Anthropologists are considered a central part in the effort to combat the outbreak because, without their intervention, medical staff would struggle to do their jobs. "We have reached a situation in which people don't want to hear what they're being told," explains Faye.

In such a difficult situation, the anthropologists make recommendations, aiming to find a balance between the fears and resistance of local people and the need to bring the epidemic under control. For example, they have recommended that medical staff stop using the term 'isolation centres' to refer to the places where people infected with Ebola are gathered, and instead to use the more reassuring term 'treatment centres'.

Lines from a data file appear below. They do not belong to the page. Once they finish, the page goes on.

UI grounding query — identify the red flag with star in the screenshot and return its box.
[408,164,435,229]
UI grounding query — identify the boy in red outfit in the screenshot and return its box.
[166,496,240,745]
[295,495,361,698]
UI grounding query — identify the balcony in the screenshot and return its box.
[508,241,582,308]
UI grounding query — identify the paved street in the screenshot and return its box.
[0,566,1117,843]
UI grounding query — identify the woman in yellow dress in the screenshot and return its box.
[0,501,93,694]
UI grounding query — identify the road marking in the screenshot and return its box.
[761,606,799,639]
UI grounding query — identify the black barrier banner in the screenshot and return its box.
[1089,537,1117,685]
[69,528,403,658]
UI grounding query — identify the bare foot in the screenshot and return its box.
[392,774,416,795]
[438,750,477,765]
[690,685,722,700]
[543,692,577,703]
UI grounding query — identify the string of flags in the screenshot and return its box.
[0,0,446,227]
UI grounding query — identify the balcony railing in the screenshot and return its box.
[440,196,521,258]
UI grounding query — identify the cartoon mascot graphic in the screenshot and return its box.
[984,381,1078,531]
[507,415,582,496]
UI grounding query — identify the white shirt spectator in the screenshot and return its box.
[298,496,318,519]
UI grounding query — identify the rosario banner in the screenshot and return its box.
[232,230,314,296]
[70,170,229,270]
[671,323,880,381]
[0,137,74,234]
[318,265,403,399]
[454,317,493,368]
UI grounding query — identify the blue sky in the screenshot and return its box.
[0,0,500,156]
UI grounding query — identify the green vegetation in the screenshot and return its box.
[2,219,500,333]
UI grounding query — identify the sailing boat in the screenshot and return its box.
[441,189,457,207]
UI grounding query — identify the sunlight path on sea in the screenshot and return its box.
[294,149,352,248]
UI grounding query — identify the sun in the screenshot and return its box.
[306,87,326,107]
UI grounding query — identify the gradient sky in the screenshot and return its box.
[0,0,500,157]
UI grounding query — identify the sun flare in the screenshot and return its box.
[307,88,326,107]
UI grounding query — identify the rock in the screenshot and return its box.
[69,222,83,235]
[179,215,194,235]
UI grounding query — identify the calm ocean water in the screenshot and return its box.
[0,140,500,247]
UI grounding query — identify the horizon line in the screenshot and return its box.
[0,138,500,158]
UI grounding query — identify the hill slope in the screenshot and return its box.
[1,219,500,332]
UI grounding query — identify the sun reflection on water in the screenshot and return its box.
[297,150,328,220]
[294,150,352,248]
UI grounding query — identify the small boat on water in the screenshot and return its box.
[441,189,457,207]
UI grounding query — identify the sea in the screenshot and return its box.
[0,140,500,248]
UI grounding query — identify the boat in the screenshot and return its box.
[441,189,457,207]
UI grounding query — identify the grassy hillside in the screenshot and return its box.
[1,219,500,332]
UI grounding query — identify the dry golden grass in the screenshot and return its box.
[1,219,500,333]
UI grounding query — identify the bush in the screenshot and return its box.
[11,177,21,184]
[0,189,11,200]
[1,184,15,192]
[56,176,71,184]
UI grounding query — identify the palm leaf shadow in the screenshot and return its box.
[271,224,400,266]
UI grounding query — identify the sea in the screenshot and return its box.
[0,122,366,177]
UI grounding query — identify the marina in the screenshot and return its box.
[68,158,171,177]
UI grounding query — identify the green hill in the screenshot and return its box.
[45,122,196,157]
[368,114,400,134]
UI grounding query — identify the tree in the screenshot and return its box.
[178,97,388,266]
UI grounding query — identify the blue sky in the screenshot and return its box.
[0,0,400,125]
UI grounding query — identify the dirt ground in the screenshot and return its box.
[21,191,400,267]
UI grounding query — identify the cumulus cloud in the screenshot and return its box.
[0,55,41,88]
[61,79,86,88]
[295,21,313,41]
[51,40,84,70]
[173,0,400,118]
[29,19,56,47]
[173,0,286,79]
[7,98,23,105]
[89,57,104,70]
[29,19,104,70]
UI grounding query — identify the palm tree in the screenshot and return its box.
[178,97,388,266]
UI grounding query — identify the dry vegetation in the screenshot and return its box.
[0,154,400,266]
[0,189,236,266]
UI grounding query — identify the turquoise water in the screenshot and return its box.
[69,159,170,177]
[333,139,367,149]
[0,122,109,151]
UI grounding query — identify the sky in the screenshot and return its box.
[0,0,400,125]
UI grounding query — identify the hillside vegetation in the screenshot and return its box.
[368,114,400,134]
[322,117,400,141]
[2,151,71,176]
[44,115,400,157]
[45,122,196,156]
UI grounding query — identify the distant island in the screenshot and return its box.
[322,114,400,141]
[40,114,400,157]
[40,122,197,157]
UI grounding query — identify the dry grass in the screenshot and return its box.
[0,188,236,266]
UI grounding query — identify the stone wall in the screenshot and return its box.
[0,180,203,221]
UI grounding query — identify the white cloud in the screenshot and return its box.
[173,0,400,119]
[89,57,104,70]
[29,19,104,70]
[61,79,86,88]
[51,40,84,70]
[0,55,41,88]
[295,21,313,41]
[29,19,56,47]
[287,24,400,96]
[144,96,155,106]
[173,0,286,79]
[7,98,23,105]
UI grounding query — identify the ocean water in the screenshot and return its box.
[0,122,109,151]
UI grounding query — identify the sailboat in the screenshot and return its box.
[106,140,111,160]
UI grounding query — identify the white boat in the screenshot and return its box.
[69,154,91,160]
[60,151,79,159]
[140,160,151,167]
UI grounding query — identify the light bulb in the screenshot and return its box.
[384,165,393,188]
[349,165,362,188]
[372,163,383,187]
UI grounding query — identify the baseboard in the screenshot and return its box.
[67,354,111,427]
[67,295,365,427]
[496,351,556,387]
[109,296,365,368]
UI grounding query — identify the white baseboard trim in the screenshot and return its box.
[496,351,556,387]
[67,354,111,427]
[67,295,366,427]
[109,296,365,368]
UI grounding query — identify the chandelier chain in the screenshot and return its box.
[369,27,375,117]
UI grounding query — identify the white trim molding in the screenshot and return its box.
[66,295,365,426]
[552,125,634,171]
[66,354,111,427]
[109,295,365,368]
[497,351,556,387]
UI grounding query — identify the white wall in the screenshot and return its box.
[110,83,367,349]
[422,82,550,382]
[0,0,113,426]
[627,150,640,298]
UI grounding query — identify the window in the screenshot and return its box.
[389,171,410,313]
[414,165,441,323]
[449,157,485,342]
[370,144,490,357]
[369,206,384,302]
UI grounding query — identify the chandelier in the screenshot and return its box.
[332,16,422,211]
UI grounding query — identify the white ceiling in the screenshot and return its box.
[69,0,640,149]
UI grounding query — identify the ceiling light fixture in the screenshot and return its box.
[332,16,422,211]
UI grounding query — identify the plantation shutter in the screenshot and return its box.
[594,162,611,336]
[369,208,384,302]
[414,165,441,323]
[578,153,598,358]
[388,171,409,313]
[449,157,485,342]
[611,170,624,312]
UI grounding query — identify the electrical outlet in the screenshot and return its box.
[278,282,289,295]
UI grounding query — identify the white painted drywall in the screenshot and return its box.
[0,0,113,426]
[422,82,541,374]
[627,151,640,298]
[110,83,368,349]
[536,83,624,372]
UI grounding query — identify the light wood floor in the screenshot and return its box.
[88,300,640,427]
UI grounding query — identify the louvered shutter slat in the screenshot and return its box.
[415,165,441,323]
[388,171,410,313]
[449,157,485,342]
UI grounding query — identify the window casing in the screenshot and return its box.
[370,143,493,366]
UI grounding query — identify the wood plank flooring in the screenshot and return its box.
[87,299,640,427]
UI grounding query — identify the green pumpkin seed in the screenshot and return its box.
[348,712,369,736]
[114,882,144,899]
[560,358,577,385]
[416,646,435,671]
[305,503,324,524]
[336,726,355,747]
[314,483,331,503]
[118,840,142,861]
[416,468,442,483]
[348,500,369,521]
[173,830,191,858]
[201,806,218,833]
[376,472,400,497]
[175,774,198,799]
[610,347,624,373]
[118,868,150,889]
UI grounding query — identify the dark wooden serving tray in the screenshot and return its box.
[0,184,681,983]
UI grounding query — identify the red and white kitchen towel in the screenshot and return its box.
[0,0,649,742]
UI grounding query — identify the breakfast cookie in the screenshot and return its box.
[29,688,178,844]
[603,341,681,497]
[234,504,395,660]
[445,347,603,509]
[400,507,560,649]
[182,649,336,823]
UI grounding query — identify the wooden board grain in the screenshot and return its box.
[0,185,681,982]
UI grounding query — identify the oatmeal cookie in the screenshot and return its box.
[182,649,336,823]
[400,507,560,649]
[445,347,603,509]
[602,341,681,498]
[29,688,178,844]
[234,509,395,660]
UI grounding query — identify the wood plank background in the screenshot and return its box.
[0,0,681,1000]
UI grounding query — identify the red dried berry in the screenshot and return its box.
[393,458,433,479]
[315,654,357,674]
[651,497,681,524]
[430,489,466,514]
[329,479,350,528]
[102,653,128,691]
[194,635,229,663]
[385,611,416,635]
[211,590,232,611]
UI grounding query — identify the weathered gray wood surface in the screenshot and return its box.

Faye adds that "doctors have always considered disease to be within a medical paradigm, by treating viruses, prions and sick bodies rather than individuals". For Faye, illness "involves a society and a culture and, if we want we want to cure it, we must take account of these parameters", hence the importance of the anthropologists, who specialise in such issues.

Sensitivity to the social and cultural dimensions of an epidemic goes a long way toward ensuring a significant degree of compliance and containment.

There are many more examples that illustrate how anthropological sensitivity to social and cultural difference produces a subtle local approach to the challenges of 21st-century social life. Anthropologists are now writing clearly, effectively and powerfully about the social and political implications of social inequality, incessant war, environmental degradation, racism, and the spread of social media -- key elements that are shaping 21st-century global politics and health. Can we afford to confront the potentially devastating problems of contemporary social, political and social life with a 20th-century worldview?

I can't imagine that the American people will soon follow the lead of the Afghans and elect an anthropologist to the presidency. But if we continue on the current path of applying old solutions to new problems, we will bequeath to our children and grandchildren a fatally flawed hellish world. The ideas and methods of anthropology, which Forbes Magazine ironically considers the worse college major, may well provide a 21st-century path toward a sustainable future.

Will our leaders have the imaginative wherewithal to listen?